Destabilizing Divergences in Supergravity Theories at Two Loops
Jonathan Bagger, Erich Poppitz, Lisa Randall
TL;DR
The paper analyzes naturalness in hidden-sector supergravity by performing a manifestly supersymmetric two-loop calculation of quadratically divergent corrections. It shows that a gauge- and global-symmetry singlet with renormalizable visible-sector couplings can produce a quadratically divergent tadpole at two loops, destabilizing the mass hierarchy, and that a Yukawa-dependent quadratic divergence to the field-dependent vacuum energy also arises at two loops, undermining no-scale/LHC-type cancellations.

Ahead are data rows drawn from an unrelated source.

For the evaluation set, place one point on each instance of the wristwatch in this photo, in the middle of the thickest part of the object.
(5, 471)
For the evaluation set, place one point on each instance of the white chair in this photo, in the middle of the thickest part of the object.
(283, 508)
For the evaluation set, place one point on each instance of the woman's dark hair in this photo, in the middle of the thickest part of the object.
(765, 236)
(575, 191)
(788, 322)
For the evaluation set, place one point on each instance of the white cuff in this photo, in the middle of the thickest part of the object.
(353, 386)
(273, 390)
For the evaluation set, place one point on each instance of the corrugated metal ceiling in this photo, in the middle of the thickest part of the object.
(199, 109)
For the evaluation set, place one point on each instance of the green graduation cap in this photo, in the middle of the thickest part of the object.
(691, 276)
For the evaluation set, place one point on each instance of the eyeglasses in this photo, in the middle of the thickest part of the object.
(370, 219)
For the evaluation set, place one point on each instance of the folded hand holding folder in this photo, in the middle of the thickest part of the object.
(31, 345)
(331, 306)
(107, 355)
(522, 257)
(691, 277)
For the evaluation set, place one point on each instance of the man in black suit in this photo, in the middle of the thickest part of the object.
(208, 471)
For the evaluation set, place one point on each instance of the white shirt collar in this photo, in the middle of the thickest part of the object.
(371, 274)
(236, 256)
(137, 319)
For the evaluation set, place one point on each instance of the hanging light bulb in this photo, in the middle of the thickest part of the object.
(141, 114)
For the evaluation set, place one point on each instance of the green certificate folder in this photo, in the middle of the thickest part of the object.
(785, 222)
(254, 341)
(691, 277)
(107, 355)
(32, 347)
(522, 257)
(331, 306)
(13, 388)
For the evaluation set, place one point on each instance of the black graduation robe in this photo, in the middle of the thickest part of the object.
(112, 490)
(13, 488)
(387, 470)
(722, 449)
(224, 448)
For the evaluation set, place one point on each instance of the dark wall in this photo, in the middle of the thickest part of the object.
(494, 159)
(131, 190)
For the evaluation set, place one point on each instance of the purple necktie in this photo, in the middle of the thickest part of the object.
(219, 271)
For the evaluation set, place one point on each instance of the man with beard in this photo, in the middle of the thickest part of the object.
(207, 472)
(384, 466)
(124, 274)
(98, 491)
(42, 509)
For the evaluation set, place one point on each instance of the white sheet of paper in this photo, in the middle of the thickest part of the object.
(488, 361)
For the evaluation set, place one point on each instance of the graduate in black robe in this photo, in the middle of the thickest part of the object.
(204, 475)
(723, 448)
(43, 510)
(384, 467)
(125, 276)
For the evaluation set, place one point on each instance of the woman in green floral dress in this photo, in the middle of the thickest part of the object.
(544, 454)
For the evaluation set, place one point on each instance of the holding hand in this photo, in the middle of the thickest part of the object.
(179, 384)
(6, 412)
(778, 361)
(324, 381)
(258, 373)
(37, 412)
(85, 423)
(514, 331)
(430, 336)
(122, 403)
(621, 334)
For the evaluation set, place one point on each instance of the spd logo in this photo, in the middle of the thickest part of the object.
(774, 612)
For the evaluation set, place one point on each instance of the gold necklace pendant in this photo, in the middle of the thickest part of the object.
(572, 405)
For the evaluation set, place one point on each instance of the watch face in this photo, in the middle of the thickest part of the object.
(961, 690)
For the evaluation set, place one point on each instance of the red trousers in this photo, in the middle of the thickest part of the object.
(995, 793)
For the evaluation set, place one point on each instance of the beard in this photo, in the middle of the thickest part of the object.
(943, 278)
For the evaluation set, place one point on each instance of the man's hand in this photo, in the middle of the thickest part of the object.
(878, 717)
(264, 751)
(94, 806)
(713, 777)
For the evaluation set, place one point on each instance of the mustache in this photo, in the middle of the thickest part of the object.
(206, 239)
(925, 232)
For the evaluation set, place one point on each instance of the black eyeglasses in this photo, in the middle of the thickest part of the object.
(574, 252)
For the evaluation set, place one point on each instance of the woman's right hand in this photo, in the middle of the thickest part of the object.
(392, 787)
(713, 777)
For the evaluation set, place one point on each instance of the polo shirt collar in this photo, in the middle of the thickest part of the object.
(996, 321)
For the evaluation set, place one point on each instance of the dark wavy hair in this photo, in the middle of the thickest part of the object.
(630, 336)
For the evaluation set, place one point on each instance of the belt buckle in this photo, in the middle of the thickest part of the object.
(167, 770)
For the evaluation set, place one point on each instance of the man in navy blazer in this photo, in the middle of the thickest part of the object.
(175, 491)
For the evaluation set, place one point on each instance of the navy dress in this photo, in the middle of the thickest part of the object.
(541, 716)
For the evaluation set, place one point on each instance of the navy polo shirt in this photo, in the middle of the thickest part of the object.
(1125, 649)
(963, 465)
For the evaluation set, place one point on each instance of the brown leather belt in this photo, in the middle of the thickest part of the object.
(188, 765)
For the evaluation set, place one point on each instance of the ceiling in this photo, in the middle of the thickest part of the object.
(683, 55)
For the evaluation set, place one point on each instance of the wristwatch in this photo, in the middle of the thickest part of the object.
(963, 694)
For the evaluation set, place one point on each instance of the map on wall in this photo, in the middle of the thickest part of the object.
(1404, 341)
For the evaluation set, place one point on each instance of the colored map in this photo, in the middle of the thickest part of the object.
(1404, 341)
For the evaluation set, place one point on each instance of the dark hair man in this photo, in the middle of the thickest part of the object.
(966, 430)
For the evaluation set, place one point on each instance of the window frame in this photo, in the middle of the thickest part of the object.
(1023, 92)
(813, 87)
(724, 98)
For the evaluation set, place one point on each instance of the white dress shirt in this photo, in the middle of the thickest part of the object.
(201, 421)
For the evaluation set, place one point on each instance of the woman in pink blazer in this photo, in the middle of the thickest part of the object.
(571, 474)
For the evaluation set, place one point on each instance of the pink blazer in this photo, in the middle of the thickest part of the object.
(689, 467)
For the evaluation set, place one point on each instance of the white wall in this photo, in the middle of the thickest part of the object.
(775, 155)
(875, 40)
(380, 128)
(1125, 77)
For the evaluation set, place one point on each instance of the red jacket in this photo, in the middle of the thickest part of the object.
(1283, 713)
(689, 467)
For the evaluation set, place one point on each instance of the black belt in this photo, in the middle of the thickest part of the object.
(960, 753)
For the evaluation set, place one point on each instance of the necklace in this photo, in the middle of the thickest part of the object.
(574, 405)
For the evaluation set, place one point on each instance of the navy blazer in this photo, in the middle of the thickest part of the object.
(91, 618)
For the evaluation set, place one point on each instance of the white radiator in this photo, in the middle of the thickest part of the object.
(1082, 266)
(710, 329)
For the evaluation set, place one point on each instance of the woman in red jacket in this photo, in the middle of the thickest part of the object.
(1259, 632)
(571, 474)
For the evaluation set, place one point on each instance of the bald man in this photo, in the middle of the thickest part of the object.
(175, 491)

Using a super-Weyl-Kähler invariant framework and compensator formalism, the authors map SUSY-breaking effects to radiative operators while preserving consistency with supergravity. The results indicate that one-loop cancellations do not persist at higher orders and that LHC models require additional, unlikely cancellations across multiple loops. The work provides a structured superspace method to identify dangerous divergences and assess their impact on the low-energy theory and soft SUSY-breaking terms.
Abstract
We examine the stability of the mass hierarchy in hidden-sector supergravity theories. We show that a quadratically divergent tadpole can appear at two loops, even in minimal supergravity theories, provided the theory has a gauge- and global-symmetry singlet with renormalizable couplings to the visible fields. This tadpole can destabilize the hierarchy. We also find a quadratically divergent two-loop contribution to the field-dependent vacuum energy. This result casts doubt on the efficacy of the "LHC mechanism" for controlling quadratic divergences. We carry out the two-loop calculation in a manifestly supersymmetric formalism, and explain how to apply the formalism in the presence of supersymmetry breaking to derive radiative corrections to the supersymmetric and soft supersymmetry-breaking operators. Our approach greatly simplifies the calculation and guarantees consistency of our results with the underlying supergravity framework.